Student\'s Perception of the Impact of E-learning on Dental Education

Ilser Turkyilmaz, Niki H Hariri, Leila Jahangiri

Keywords : Curriculum, Dental education, Dentistry, E-learning, Social media

Citation Information : Turkyilmaz I, Hariri NH, Jahangiri L. Student\'s Perception of the Impact of E-learning on Dental Education. J Contemp Dent Pract 2019; 20 (5):616-621.
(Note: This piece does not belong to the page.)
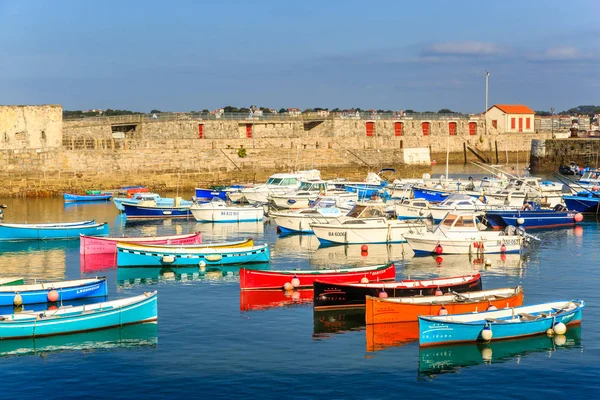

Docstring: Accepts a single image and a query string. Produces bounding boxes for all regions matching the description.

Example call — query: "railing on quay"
[63,112,483,124]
DOI: 10.5005/jp-journals-10024-2568

License: CC BY-NC 4.0

Published Online: 01-05-2019

Copyright Statement:  Copyright © 2019; Jaypee Brothers Medical Publishers (P) Ltd.


Abstract

Aim: The aim of this study is to assess the influence of e-learning on dental education as perceived by predoctoral dental students. Materials and methods: In an institutional review board (IRB) approved protocol, a 14-question survey was created and electronically distributed to second-, third-, and fourth-year dental students. The participation was considered voluntary and all responses were anonymous. Results: The survey targeted 1,130 predoctoral students, of which 255 (22.6%) responded. Of the respondents, 124 students (48.6%) preferred traditional lecture mixed with online learning, while 46 students (18%) preferred only the traditional lecture style. The top three electronic resources/applications, which students perceived as having the greatest impact on their learning, were: YouTube, Bone Box, and Google. The responses also indicated that 76.5% of the students gave high credibility (scores of 4 and 5) to electronic resources recommended by faculties. Sixty percent of students spent 1 to more than 4 hours per day on electronic resources for academic performance. The most important factor for online applications influencing academic performance was “organization and logic of content” (54%). E-learning had a significant perceived effect (scores of 4/5) on didactic understanding (65.1%) and on clinical understanding (71.4%). Students observed that faculties estimated to be under 50 years of age were more likely to incorporate e-learning into courses (52.6%) and more likely to use social media for communication (41.6%). Conclusion: The results indicate that e-learning may successfully be used in a dental school\'s curriculum to enhance students’ perceptions of fundamental concepts and to enable students to apply this knowledge to clinical cases. Clinical significance: E-learning has recently been proposed as a basic supplementary tool to enhance medical and dental education. It is crucial to determine dental students’ preferences regarding social media, online applications, and databases in order to incorporate e-learning into dental school courses.